Beberapa saat sebelum Kongres menggelar sidang pemakzulan, Castillo mencoba melawan. Dia segera mengumumkan jam malam, membubarkan kongres, dan membentuk “pemerintahan darurat”.

Namun, alih-alih menyelamatkannya dari upaya pemakzulan, langkah Castillo justru merupakan “blunder politik”. Tindakannya dikutuk oleh semua pihak, dari Wakil Presiden, Mahkamah Konstitusi, Kongres, Ombudsman, dan tentara. Hampir semua Menteri kabinetnya mengundurkan diri. Majelis Konstitusi Peru menuding Castillo melakukan kudeta.

Proses politik bergerak cepat. Kongres Peru tetap menggelar sidang pemakzulan. Hasilnya: 101 anggota kongres mendukung pemakzulan, 6 anggota menentang, dan 10 anggota abstain.

Kongres Peru kemudian menunjuk Wakil Presiden sekarang ini, Dina Boluarte, sebagai Presiden. Dia merupakan perempuan pertama dalam sejarah Peru yang menjabat sebagai Presiden.

Konteks Politik

Sejarah Peru persis seperti disampaikan oleh Castillo saat pidato pengukuhannya: negeri yang sejak merdeka terbelah antara segelintir yang kaya dan mayoritas yang terpinggirkan.

Dalam 200 tahun Peru merdeka, mayoritas Presidennya berlatar militer. Selebihnya adalah aristokrat dan orang-orang kaya.

Hingga pada 1990, di tengah krisis politik dan ancaman gerilyawan kiri Shining Path, seorang capres “kuda hitam” memenangi Pemilu Peru. Alberto Fujimori, seorang minoritas Asia, berhasil mengalahkan orang Peru paling terkenal di dunia, sastrawan Mario Vargas Llosa.
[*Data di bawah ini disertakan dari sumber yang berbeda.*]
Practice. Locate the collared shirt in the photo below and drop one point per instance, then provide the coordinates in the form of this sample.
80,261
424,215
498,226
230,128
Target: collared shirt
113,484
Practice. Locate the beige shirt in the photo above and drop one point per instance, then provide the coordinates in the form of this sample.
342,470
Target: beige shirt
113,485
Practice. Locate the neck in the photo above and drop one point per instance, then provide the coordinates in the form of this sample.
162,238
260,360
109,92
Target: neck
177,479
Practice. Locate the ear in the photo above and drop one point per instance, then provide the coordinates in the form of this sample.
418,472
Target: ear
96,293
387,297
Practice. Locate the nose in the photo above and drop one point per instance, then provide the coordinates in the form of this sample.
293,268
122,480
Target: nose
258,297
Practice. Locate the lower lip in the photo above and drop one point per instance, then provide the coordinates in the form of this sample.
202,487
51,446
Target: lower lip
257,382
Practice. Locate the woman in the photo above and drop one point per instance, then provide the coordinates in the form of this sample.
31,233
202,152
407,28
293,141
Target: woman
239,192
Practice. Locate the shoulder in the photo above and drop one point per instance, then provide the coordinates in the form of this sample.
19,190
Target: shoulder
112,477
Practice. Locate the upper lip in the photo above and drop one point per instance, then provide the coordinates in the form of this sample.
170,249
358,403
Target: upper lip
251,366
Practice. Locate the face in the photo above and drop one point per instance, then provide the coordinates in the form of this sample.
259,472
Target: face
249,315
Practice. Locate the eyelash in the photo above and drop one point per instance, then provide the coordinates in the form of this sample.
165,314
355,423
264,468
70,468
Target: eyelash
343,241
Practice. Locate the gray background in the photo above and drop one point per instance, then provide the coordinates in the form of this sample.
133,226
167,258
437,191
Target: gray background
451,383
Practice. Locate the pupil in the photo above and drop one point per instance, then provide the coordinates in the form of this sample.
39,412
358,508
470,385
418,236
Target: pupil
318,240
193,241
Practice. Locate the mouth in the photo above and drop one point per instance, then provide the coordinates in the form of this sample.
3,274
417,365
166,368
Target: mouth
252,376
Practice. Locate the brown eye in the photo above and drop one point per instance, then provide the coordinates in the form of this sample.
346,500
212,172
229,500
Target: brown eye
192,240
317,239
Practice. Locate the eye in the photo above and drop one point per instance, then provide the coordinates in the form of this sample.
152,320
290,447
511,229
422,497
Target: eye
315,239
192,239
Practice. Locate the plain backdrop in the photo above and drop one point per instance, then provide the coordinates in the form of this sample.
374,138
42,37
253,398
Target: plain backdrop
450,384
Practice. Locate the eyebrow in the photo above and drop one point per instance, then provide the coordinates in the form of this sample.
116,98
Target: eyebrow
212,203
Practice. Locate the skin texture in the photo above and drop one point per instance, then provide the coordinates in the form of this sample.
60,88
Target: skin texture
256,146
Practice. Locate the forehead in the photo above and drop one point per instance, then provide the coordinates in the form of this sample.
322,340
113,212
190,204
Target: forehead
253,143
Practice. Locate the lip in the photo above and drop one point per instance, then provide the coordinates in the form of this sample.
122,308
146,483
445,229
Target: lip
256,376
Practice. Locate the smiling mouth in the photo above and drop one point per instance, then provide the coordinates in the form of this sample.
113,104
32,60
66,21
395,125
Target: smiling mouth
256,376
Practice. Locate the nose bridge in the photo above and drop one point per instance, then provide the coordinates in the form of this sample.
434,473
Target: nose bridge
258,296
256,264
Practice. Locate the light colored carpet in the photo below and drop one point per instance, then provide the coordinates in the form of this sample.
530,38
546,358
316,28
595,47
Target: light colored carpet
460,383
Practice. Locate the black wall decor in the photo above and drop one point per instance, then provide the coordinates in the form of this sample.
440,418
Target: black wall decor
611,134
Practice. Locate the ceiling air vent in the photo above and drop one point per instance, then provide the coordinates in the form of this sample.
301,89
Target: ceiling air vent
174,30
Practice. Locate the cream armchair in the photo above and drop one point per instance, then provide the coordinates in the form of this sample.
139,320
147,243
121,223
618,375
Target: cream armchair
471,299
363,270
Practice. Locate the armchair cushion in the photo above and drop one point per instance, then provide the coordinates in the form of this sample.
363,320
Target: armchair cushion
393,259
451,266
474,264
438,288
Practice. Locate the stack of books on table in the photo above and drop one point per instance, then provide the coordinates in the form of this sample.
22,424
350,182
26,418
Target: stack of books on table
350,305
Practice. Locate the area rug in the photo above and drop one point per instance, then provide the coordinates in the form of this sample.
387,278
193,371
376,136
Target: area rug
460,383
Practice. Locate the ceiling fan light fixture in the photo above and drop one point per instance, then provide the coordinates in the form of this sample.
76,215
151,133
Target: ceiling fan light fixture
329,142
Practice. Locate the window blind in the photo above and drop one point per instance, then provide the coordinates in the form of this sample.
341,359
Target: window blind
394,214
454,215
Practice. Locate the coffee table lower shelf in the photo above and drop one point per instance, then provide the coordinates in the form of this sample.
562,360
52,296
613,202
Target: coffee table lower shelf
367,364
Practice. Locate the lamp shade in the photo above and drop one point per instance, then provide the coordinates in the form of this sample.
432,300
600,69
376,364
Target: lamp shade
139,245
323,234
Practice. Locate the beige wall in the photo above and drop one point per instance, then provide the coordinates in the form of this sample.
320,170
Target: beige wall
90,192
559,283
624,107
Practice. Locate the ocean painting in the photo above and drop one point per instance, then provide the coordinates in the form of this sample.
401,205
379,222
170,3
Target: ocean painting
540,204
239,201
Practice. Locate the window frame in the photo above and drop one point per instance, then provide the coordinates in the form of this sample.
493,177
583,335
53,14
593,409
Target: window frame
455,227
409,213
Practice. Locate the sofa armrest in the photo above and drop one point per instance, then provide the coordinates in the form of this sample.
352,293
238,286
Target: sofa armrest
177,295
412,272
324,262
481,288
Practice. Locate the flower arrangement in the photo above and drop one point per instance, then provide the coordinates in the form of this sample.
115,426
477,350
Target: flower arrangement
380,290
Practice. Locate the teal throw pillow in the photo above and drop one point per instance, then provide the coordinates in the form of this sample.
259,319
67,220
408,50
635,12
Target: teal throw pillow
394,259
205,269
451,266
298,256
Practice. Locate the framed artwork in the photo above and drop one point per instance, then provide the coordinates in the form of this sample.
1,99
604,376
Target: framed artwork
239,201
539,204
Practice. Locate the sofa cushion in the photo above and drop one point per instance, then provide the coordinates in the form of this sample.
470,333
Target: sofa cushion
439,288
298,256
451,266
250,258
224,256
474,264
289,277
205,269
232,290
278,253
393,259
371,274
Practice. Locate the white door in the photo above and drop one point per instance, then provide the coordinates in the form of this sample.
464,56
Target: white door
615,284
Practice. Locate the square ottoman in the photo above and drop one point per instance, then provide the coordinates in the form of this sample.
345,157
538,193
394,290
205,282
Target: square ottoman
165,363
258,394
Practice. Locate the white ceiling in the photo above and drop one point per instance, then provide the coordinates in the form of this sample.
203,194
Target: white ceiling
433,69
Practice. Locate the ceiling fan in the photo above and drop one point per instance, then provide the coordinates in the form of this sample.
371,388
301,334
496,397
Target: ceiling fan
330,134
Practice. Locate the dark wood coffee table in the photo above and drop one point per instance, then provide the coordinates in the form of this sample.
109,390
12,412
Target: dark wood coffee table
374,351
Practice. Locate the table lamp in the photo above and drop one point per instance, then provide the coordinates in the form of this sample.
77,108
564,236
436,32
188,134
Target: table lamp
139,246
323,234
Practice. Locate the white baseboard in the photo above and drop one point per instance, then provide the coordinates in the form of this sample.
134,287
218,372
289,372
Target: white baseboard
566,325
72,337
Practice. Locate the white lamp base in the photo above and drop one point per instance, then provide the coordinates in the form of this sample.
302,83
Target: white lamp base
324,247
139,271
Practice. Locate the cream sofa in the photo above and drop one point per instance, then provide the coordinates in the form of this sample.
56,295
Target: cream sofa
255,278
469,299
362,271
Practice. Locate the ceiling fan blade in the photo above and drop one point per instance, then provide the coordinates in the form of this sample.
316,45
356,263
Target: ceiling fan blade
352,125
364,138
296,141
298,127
Begitu berkuasa, Fujimori langsung menerapkan kebijakan neoliberal yang ekstrim. Orang-orang Peru menyebutnya “Fuji Shock”, yang menyebabkan harga BBM naik 3000 persen. Dia juga memprivatisasi pendidikan, kesehatan, dan dana pensiun.

Di bawah Fujimori, modal asing menyemut memasuki Peru, terutama ke sektor ekstraktif. Tak menunggu lama, PDB Peru tumbuh cepat: pernah mencapai 13 persen.

Tapi, seperti Orde Baru di Indonesia, yang menekankan stabilitas politik demi mengejar percepatan ekonomi, Fujimori membungkam demokrasi dan membangun dinasti keluarga: fujimori family.

Tahun 2000, dukungan politik Fujimori merosot tajam. Saat melakukan kunjungan resmi ke Asia, dia malah lari ke Jepang. Dari tanah air leluhurnya, Fujimori mengirim surat pengunduran diri lewat fax.

Pasca Fujimori, politik Peru tak membaik. Korupsi dan neoliberalisme masih berlanjut. Politisi seperti Alan Garcia, mantan Presiden yang terlibat korupsi, terpilih lagi pada 2006-2011.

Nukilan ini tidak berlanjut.